For readers tracking the broader nephrology landscape, the felzartamab program sits inside a busy moment for IgA nephropathy. After decades in which the disease had little beyond supportive care, a cluster of mechanisms — complement inhibitors, endothelin antagonists, and B-cell or plasma-cell-directed antibodies like this one — are now being tested head-to-head against placebo on proteinuria endpoints. The competitive question is not just whether a drug lowers protein, but by how much, how durably, and with what safety profile over the long haul. PREVAIL's design, with its pharmacokinetic and immunogenicity sub-studies, is positioned to gather exactly those comparison points.

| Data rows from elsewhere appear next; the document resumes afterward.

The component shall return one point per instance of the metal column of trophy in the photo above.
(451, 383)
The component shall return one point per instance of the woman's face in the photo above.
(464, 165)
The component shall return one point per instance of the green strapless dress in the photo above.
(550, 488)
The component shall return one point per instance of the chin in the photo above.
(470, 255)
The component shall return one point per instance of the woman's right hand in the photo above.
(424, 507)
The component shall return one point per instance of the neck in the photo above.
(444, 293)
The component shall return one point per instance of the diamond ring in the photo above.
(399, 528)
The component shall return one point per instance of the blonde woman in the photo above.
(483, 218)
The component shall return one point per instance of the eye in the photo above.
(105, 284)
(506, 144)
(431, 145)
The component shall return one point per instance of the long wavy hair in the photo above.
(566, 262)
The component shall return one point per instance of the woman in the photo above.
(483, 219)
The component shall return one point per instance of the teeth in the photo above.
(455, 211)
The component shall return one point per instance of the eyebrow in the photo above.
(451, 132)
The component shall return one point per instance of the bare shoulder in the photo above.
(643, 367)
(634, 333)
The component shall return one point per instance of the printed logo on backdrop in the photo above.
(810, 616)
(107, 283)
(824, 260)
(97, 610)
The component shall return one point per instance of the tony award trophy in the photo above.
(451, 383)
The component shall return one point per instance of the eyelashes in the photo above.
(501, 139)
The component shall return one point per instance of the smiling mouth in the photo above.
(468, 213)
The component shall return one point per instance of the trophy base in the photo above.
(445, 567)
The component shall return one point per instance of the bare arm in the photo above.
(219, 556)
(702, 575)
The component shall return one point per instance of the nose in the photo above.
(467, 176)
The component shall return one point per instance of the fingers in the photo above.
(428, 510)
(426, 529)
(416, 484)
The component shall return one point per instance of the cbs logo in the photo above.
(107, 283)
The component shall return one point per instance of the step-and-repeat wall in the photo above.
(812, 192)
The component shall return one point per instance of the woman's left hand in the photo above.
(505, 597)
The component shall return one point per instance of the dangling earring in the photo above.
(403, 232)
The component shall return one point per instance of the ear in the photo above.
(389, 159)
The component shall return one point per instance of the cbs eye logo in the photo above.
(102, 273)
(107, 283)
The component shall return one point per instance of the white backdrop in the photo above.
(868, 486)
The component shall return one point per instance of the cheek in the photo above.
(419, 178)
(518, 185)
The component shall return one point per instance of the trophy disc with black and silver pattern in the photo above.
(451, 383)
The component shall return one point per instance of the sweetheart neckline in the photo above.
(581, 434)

The short version is this: felzartamab is being asked to do one concrete thing first — reduce the protein leaking from damaged kidneys by Week 36 — and the rest of the program is built to find out whether that early signal translates into preserved kidney function over time. Until the data read out, the registry entry is a statement of intent, not of outcome. But it is a transparent one, and the primary endpoint is specific enough that, when results arrive, there will be little room to spin them. That clarity is the whole point of registering a trial before you run it.
Patients and clinicians who want to follow the study can track its status, enrollment, and any posted results directly on the ClinicalTrials.gov record, which the sponsor is obligated to keep current. For a disease where the treatment menu was thin for so long, even a well-defined question being asked rigorously counts as progress.